La déclaration TRACFIN est la traduction concrète de l’efficacité de l’ensemble du dispositif. La totalité des établissements a logiquement été sanctionnée par rapport à des défaillances constatées dans ce dispositif. Conséquence concrète de dysfonctionnements dans les étapes précédentes, la formulation des griefs portent principalement sur la complétude du dispositif, il est reproché aux établissements de ne pas avoir identifié des opérations / comportements, qui auraient dû faire l’objet de déclaration. Les délais, avec des déclarations réalisées trop tardivement, et la qualité des déclarations, avec des données incomplètes, qui ne reprennent pas tous les éléments qui auraient dû être communiqués, sont également des griefs fréquents.

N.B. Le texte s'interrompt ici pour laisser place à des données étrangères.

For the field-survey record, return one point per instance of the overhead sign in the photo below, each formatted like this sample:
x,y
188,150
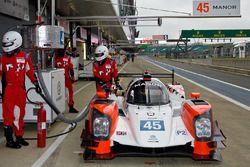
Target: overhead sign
x,y
216,7
243,33
48,36
19,9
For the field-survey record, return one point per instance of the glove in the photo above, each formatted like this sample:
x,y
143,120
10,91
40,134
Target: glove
x,y
117,84
106,89
38,89
71,72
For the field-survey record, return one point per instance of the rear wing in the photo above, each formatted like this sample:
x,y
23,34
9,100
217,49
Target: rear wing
x,y
146,74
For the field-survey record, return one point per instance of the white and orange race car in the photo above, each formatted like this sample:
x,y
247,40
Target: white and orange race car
x,y
151,119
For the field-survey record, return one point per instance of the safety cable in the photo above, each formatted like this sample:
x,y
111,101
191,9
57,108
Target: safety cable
x,y
73,126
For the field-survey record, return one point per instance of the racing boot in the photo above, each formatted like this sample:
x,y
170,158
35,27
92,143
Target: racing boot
x,y
21,141
72,109
9,138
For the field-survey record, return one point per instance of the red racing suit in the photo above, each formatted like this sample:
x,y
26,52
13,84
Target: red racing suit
x,y
104,73
65,62
13,70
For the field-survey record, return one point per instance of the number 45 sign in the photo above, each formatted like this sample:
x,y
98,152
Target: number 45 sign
x,y
216,8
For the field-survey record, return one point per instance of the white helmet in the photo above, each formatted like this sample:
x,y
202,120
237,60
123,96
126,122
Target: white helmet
x,y
101,52
11,41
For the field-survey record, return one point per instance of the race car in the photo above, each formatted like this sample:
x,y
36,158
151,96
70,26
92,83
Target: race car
x,y
151,119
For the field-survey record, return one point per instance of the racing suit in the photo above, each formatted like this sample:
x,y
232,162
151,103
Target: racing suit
x,y
104,73
65,62
13,70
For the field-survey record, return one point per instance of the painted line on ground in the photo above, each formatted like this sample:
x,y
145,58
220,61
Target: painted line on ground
x,y
227,83
206,88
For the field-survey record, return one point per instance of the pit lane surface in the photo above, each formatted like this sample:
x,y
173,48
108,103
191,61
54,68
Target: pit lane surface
x,y
238,95
233,120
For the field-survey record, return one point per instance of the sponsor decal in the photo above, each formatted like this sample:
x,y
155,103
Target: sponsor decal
x,y
181,132
152,125
20,60
153,139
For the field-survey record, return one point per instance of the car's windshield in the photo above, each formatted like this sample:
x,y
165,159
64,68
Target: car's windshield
x,y
148,93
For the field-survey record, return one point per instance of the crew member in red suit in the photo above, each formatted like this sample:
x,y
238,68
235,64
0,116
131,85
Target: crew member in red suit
x,y
14,65
62,60
104,70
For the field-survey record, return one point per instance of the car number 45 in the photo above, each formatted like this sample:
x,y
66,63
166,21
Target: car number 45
x,y
152,125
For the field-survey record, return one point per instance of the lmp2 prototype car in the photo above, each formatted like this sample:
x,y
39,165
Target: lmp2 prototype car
x,y
151,119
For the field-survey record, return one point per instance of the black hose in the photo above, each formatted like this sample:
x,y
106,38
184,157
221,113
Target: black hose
x,y
49,101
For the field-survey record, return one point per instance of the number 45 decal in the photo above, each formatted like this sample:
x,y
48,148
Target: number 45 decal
x,y
203,7
152,125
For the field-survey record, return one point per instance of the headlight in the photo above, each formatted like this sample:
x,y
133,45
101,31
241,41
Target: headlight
x,y
101,127
203,127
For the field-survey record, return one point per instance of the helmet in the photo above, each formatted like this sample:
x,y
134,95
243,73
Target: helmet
x,y
11,41
60,52
101,52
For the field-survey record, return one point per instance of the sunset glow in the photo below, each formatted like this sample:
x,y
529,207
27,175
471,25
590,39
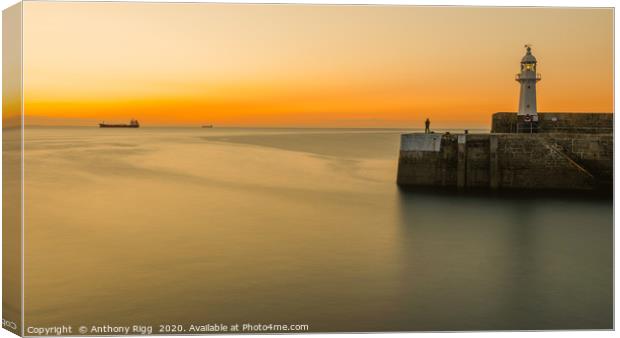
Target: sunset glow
x,y
305,65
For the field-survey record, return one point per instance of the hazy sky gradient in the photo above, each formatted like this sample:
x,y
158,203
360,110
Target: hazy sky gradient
x,y
306,65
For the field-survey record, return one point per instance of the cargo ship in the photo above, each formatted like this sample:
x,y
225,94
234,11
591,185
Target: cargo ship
x,y
132,124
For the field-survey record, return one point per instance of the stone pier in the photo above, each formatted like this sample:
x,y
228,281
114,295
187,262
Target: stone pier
x,y
553,161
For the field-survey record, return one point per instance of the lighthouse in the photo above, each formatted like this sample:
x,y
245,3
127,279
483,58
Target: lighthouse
x,y
528,78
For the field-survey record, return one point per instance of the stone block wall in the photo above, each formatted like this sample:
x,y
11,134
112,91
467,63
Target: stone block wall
x,y
557,161
585,123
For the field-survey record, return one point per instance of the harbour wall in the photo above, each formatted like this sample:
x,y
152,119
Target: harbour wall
x,y
589,123
554,161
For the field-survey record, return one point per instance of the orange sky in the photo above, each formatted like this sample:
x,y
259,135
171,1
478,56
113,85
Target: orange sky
x,y
306,65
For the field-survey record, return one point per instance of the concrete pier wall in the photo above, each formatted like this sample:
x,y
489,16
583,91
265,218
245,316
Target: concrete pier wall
x,y
584,123
508,161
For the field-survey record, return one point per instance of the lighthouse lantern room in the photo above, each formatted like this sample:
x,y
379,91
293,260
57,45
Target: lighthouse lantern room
x,y
528,78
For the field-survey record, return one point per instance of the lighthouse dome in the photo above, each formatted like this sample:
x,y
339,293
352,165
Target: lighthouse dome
x,y
528,57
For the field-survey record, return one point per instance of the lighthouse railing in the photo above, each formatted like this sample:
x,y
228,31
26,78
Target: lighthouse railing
x,y
536,77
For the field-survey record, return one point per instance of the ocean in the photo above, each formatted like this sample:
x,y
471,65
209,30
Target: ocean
x,y
191,226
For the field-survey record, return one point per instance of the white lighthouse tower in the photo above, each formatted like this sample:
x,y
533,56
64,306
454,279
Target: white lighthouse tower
x,y
528,78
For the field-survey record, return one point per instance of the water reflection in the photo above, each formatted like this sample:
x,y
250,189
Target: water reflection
x,y
506,262
190,226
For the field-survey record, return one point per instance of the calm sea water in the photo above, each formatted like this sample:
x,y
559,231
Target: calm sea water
x,y
301,226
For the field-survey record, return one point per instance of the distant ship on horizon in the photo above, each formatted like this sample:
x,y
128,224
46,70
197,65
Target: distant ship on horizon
x,y
132,124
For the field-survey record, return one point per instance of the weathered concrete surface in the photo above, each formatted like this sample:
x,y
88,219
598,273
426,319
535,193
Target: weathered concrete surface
x,y
510,161
584,123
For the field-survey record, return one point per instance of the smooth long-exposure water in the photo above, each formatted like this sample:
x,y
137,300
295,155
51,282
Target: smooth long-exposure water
x,y
294,226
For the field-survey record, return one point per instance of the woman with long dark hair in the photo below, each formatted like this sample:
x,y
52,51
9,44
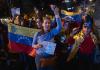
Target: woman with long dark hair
x,y
46,34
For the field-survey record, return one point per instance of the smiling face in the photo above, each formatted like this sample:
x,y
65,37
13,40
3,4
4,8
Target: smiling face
x,y
46,24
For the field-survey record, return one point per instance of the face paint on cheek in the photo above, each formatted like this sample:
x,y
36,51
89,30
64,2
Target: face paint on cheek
x,y
84,30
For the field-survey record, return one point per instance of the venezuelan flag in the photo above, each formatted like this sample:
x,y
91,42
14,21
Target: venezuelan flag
x,y
20,39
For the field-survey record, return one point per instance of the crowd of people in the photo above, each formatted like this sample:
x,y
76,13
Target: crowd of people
x,y
75,41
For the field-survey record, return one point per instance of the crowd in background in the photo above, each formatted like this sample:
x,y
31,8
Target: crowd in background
x,y
72,34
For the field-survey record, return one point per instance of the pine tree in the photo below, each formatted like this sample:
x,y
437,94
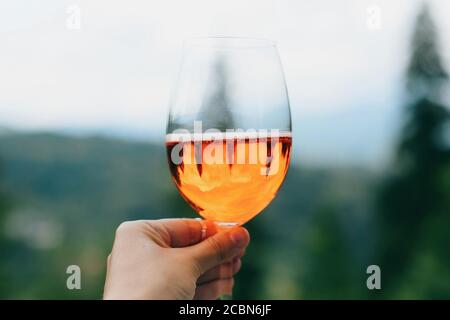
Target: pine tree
x,y
414,194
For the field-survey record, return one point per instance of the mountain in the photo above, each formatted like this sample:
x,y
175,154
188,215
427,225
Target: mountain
x,y
69,194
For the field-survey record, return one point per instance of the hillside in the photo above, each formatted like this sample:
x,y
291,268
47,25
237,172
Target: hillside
x,y
69,194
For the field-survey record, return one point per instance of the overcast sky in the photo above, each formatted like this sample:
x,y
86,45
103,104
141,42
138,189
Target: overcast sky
x,y
116,71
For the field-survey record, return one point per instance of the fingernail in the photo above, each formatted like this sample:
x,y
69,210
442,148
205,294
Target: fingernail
x,y
239,237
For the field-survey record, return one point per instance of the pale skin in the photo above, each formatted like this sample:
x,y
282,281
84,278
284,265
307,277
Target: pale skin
x,y
173,259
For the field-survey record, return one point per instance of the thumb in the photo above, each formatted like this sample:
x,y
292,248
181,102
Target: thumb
x,y
219,248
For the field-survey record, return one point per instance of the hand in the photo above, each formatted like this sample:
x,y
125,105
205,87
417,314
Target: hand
x,y
173,259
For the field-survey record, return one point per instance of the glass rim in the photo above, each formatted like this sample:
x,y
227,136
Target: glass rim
x,y
229,42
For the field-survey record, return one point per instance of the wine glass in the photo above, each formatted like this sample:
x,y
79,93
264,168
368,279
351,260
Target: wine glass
x,y
229,129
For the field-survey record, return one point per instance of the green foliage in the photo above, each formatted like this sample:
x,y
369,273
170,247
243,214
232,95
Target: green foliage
x,y
413,202
71,193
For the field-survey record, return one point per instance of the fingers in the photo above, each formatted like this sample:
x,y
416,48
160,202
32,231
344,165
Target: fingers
x,y
223,271
214,289
185,232
219,248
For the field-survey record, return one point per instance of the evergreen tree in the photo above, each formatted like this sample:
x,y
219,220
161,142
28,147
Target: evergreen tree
x,y
413,195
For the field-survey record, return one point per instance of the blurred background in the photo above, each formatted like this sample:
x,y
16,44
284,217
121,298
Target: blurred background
x,y
84,89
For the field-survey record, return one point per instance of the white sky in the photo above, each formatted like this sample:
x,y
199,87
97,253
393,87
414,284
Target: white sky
x,y
117,70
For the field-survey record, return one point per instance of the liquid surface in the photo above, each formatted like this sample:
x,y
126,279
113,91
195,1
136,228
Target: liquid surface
x,y
229,180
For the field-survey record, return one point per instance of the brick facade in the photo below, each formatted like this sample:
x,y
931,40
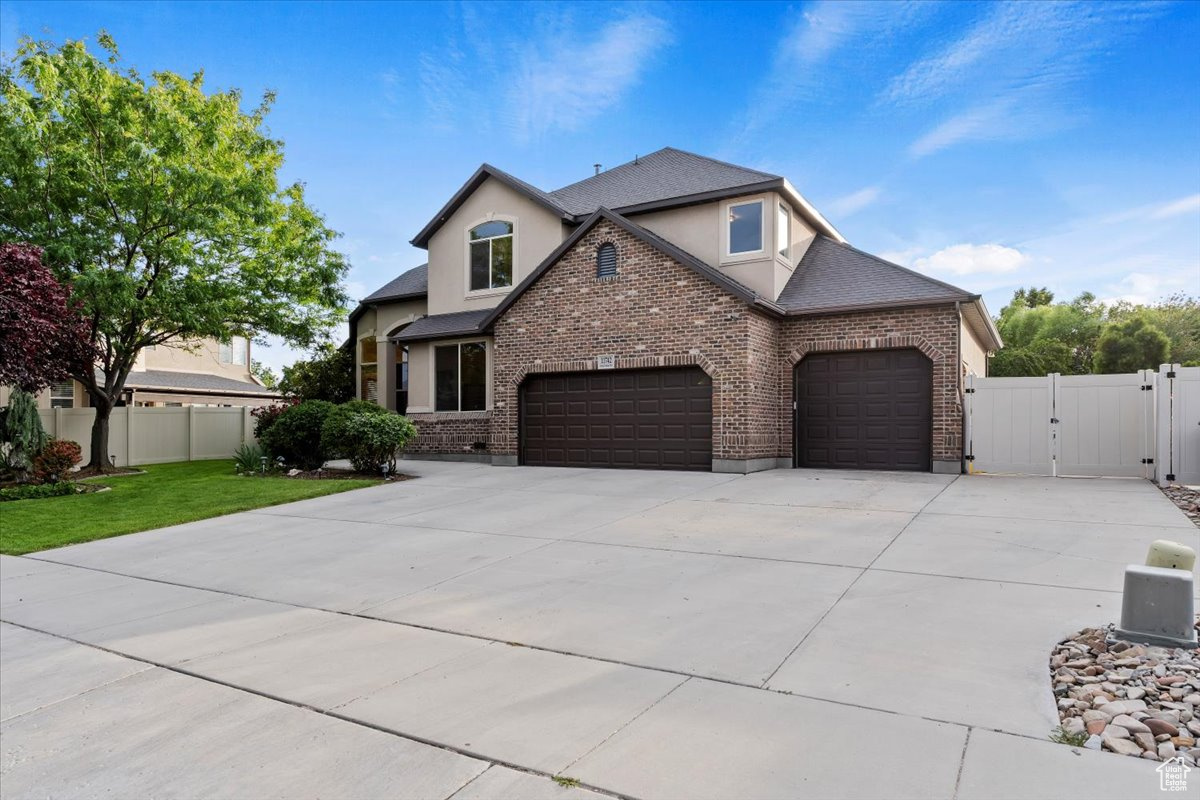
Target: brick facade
x,y
456,433
934,331
655,312
659,313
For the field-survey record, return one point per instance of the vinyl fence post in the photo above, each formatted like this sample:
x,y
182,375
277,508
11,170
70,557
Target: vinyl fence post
x,y
191,433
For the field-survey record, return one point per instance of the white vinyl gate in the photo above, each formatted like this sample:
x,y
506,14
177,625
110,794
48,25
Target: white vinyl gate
x,y
1063,425
1179,425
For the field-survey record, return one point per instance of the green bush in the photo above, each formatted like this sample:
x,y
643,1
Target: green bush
x,y
247,459
55,461
37,491
295,435
367,434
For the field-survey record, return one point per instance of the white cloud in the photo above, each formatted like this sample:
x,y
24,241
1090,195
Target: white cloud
x,y
1189,204
1026,58
855,202
556,77
972,259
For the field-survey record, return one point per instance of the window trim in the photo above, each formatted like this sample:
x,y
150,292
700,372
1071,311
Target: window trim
x,y
786,212
69,382
433,376
616,262
727,250
491,292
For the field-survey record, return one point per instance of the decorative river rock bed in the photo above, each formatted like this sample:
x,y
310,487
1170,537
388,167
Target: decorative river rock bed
x,y
1127,698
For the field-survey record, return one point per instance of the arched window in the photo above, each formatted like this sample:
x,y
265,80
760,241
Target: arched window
x,y
490,247
606,260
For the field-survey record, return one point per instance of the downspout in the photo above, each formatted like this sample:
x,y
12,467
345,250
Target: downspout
x,y
963,397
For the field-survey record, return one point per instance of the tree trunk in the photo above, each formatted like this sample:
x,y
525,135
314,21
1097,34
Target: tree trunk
x,y
100,434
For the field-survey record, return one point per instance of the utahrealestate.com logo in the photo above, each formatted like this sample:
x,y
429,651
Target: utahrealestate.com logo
x,y
1173,775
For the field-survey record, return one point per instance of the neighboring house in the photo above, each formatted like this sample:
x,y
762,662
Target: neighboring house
x,y
673,312
208,373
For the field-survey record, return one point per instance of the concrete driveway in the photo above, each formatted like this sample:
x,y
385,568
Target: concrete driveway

  • Contrôle permanent et périodique

Des défaillances dans le contrôle du dispositif global de la sécurité financière ont été soulignées dans plusieurs établissements. Les contrôles avaient une fréquence insuffisante et un périmètre trop restreint, en ne considérant par exemple pas l’ensemble des filiales et succursales des établissements. Le cadre réglementaire des griefs de l’ACPR reposait sur les dispositions de l’arrêté du 3 novembre 2014. Ces dispositions ont été revues et renforcées par l’arrêté du 25 février 2021. Les établissements bancaires sont tenus de mettre en place un dispositif de contrôle interne spécifique aux sujets de sécurité financière et au gel des avoirs.

  • Gouvernance

Parmi les griefs relevés en matière de gouvernance figurent de défaut d’information des organes dirigeants en cas d’incident significatif, les insuffisances de formation des collaborateurs et dirigeants, et l’absence de dispositif nouveau produit / nouvelle activité.